Okay, so this one isn't for everyone but if you have been considering getting a backyard flock there is no better time then the present! Chickens are a wonderful addition to the family and they provide value through egg production, compost and consuming vegetable scraps! Chickens love munching on greens, tomatoes, leftover oatmeal, and even leftover scrambled eggs! They take this waste and turn them into nutrient dense eggs! Please note: there are a handful of scraps that chickens should not consume: onion, citrus, raw potatoes and avocado pits and skins (for a full list, check out your local chicken pages) If you live on a farm, pigs will also eat whatever scraps you throw at them!


Again, this might not be for everyone but our dogs love getting vegetable scraps to much on! Our dogs will stand underneath me while I am prepping collards and kale so that they can have the stems as a crunchy treat. They love carrot tops, sweet potatoes and even beet tops! I have been saving a bag of squash tops, potato peels, green stems and leftover bones to create a supplemental dog food.
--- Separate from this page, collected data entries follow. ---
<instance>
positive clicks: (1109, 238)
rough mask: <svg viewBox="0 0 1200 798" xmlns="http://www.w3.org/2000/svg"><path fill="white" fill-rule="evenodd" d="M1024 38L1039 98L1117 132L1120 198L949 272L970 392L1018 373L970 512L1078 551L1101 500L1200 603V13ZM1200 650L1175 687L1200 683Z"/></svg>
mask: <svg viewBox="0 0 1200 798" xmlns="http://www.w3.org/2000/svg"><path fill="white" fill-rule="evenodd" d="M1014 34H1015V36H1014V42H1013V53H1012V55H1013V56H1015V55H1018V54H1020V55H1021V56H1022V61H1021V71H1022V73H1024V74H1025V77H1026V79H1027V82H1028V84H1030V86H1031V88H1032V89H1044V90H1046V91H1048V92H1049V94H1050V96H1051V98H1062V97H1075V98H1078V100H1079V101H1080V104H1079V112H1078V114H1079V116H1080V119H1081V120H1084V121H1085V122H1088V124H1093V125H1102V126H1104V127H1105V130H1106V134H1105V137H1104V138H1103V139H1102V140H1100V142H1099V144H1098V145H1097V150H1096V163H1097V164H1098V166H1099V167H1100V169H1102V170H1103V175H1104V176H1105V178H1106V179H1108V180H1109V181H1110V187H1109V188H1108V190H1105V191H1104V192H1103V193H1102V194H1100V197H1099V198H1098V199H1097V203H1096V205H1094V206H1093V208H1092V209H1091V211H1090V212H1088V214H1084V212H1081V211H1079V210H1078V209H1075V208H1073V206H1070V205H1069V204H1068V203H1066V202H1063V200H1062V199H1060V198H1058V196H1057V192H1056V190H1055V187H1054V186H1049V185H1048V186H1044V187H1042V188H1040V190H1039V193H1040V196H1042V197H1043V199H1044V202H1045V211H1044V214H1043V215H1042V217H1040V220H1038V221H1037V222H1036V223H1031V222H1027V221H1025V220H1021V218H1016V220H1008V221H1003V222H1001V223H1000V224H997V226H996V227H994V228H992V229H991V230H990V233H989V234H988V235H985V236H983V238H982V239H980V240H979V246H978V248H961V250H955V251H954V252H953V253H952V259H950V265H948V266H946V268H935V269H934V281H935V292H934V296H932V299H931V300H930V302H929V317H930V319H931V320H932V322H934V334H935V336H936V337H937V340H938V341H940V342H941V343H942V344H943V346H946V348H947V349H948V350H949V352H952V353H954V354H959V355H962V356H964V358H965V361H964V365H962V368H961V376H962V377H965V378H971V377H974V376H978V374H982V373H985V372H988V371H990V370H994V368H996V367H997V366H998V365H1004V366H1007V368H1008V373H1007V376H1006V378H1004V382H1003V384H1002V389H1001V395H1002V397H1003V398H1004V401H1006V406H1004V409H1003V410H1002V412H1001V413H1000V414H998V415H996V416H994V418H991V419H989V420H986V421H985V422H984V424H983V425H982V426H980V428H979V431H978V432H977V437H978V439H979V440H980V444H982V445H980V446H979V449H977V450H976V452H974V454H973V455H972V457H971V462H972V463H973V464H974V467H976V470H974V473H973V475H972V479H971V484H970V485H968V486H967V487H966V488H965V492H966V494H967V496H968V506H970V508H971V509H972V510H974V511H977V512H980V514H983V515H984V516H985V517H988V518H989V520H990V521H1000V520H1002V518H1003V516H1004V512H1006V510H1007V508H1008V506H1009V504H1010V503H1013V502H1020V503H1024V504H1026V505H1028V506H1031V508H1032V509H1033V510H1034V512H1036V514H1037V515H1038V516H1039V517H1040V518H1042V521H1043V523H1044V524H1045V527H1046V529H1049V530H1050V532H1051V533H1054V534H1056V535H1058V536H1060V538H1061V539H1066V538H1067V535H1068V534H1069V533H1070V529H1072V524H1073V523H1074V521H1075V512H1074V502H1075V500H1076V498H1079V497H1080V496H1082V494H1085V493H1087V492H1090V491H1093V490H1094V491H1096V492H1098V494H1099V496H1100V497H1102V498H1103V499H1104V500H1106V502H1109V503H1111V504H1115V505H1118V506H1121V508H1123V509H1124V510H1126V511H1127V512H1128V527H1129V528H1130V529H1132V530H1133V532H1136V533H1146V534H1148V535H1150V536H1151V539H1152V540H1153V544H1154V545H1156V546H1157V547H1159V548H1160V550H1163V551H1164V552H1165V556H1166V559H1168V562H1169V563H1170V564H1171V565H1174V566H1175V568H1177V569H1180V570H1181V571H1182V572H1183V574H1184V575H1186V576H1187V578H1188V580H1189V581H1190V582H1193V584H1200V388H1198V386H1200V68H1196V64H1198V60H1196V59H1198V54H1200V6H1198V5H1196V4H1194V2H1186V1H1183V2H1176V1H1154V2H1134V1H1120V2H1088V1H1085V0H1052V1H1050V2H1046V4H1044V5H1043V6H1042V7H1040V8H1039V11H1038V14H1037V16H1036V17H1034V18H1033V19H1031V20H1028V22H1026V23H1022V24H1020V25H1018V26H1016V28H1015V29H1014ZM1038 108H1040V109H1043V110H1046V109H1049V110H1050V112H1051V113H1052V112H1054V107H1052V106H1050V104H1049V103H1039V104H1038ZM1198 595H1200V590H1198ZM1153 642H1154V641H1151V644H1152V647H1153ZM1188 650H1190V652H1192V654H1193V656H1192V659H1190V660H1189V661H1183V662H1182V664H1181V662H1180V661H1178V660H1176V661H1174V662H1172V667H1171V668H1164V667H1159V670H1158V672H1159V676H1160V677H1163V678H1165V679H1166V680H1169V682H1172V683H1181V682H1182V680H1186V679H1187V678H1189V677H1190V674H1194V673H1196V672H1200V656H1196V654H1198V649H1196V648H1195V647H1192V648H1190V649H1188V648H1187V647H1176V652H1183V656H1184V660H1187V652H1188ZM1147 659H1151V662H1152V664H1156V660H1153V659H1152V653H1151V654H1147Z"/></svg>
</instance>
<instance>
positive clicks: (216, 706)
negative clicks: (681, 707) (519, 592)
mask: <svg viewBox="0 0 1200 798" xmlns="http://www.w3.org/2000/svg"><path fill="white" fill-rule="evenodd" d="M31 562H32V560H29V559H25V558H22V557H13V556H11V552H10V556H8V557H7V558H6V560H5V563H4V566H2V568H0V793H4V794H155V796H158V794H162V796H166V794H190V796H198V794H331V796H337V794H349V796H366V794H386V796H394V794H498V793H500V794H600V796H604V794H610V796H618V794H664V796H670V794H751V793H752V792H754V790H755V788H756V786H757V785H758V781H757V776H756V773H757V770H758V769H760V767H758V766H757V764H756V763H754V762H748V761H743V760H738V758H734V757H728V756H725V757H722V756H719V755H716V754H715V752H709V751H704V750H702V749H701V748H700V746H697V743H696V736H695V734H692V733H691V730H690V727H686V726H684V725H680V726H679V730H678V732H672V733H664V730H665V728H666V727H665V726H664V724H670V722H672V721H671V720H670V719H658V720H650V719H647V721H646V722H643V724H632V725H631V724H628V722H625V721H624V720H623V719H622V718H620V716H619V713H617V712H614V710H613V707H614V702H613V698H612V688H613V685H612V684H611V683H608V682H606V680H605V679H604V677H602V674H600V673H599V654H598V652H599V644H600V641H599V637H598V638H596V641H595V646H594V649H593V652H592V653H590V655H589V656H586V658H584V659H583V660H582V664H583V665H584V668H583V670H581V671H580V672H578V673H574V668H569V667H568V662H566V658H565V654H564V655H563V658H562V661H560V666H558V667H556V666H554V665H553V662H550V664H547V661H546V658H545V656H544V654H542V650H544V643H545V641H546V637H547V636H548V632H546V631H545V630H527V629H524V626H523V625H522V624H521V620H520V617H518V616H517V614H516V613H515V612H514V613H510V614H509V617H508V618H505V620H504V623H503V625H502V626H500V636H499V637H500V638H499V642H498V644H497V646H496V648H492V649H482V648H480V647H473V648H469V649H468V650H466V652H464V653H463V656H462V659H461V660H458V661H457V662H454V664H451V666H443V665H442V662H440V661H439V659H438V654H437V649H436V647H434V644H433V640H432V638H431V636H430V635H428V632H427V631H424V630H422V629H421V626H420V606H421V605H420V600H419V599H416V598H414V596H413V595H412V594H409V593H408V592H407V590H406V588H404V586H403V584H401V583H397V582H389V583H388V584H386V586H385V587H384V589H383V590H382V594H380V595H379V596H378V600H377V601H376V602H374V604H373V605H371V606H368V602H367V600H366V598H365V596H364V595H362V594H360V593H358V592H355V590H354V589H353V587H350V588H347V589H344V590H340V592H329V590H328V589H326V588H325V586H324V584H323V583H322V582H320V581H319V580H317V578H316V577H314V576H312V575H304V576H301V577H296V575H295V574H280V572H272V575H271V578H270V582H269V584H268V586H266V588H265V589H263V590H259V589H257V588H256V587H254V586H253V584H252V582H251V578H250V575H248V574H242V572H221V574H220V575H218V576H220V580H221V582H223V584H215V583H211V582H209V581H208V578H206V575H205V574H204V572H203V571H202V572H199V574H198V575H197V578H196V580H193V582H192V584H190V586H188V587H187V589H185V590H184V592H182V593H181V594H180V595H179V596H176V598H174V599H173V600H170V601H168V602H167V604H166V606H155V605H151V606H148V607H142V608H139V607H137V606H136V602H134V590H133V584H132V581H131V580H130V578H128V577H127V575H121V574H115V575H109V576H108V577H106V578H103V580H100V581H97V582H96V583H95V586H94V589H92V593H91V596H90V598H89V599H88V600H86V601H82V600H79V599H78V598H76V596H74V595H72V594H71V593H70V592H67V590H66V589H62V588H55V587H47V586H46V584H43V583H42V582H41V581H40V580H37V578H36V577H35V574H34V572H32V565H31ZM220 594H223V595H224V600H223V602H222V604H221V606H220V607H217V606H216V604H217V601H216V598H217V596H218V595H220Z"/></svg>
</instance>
They still get their regular dog food but for a treat I will cook down all of the veggie scraps, leftover bones from making bone broth (don't worry they turn into mush) and adding brown rice for a delicious treat for my pups! They can't get enough and it helps cut down on dry dog food costs!
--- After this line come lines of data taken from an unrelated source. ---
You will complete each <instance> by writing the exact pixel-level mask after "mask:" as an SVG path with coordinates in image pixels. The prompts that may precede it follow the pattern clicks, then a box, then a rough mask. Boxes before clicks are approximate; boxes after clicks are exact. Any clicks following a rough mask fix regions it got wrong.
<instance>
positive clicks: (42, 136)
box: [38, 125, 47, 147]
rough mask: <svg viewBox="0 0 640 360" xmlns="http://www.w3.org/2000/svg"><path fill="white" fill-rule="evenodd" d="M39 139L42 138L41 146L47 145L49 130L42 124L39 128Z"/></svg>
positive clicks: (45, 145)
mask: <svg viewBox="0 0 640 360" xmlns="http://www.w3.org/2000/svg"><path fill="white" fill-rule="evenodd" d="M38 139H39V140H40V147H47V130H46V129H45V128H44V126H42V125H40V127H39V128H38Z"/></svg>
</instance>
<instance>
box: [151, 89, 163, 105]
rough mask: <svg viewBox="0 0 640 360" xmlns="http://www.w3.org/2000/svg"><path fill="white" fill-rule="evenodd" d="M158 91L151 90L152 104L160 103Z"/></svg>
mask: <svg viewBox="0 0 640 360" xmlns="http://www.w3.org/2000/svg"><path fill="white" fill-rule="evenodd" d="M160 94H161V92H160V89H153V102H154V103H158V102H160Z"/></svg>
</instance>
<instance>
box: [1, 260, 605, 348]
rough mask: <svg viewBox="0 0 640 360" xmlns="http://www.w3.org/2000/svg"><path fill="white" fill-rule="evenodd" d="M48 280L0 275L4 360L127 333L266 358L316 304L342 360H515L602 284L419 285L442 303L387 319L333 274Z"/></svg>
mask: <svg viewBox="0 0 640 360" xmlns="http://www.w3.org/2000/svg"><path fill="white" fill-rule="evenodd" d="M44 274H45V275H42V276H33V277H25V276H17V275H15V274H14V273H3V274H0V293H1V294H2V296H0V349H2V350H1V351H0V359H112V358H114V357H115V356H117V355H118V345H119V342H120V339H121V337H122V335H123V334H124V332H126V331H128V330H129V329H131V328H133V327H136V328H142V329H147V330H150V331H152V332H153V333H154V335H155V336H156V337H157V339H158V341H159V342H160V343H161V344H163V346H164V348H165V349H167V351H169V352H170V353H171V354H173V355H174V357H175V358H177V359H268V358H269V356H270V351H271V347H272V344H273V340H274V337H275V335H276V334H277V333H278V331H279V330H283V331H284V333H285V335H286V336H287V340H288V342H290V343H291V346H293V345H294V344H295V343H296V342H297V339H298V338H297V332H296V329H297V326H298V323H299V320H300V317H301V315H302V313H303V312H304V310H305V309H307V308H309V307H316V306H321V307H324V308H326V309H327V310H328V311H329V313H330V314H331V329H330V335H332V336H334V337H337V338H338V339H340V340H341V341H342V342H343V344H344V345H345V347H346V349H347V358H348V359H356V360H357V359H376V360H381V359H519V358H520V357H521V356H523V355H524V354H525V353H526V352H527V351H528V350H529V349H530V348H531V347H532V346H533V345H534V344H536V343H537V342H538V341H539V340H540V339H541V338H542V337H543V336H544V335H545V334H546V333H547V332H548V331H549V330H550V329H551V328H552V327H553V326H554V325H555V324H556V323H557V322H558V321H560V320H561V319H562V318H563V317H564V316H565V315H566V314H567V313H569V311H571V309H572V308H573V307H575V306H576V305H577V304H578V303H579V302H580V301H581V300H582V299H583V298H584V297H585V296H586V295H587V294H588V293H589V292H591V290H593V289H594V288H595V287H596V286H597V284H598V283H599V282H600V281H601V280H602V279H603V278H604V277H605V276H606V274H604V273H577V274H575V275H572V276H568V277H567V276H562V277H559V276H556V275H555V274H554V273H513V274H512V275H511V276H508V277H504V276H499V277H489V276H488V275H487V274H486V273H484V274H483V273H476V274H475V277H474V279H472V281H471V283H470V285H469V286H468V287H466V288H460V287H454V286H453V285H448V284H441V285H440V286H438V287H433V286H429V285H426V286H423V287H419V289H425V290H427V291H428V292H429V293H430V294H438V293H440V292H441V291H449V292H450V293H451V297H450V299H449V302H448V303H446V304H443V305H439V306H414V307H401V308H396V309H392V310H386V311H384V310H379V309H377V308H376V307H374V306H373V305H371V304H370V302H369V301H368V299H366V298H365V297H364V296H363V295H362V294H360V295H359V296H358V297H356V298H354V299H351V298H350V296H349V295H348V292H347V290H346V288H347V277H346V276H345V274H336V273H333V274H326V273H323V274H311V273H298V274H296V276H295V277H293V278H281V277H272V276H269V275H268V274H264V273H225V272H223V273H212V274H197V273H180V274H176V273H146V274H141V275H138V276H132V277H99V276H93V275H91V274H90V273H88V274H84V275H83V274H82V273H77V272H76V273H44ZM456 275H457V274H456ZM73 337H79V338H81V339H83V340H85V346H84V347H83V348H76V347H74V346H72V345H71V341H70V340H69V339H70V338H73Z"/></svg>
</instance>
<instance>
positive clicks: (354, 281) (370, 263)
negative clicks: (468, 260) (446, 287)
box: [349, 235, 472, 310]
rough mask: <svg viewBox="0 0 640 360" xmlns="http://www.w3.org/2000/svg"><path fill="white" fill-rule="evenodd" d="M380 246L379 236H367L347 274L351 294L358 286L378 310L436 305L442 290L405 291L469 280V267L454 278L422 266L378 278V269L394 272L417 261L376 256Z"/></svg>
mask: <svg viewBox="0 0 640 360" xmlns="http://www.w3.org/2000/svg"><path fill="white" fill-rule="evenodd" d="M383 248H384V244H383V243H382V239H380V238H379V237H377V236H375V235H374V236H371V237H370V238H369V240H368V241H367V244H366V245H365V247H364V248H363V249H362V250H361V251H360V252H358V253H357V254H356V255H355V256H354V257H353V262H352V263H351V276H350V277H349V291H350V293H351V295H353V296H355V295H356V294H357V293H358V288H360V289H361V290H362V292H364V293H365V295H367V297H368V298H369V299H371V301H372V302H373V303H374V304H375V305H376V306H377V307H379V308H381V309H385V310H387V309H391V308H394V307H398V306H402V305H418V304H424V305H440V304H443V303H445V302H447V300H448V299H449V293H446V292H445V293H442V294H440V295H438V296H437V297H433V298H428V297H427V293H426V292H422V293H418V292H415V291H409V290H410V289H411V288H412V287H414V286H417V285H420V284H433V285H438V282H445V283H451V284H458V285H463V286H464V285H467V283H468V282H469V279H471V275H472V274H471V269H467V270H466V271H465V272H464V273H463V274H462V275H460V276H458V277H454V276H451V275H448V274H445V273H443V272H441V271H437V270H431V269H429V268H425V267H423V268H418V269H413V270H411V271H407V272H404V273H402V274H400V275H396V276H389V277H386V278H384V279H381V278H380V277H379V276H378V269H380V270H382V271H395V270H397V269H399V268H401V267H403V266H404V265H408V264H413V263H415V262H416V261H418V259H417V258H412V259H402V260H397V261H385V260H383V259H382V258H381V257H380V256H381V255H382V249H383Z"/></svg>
It might seem overwhelming to do all of these things at once. As a busy mom of 2 toddler boys, I

totally get that time is a precious commodity and these things do take time. Over the years, I have learned that utilizing my freezer is one of the greatest tools to help save time! As my bone broth bag fills up, I simply dump everything into the crockpot and let it do all of the work. Then I just start refilling the bag in the freezer as I cook throughout the week. The same goes for many of these items mentioned above! I have a bag of avocado skins that I have been saving for a dying project with my kids. A bag of citrus peels that I use to make vinegar. A bag of ginger and turmeric skin to add to smoothies. Etc.

While it sounds like these take up a lot of space, I keep my freezer organized with a flat filing system in the interior and utilize the door space for my scraps and lunch freezer packs. It makes things so much easier to access so I am not digging through the whole freezer to find my bag of citrus peels. I also utilize my slow cooker a lot! Its been one of my most used kitchen gadgets.

We have a bowl on the counter that gets filled up and taken out to the compost pile a few days a week (more during the summer for flies etc.) and another bowl for chicken scraps. They LOVE when the kids don't finish all of their oatmeal because they get a tasty, calorie rich snack.

I hope that you find some of these ideas helpful and perhaps it even gets your creative juices flowing on some other ways that you can use up those scraps! I'd love to hear from you! What are some other methods you use to utilize the produce scraps in your home? Do you plan on trying out any of these ideas listed in the article?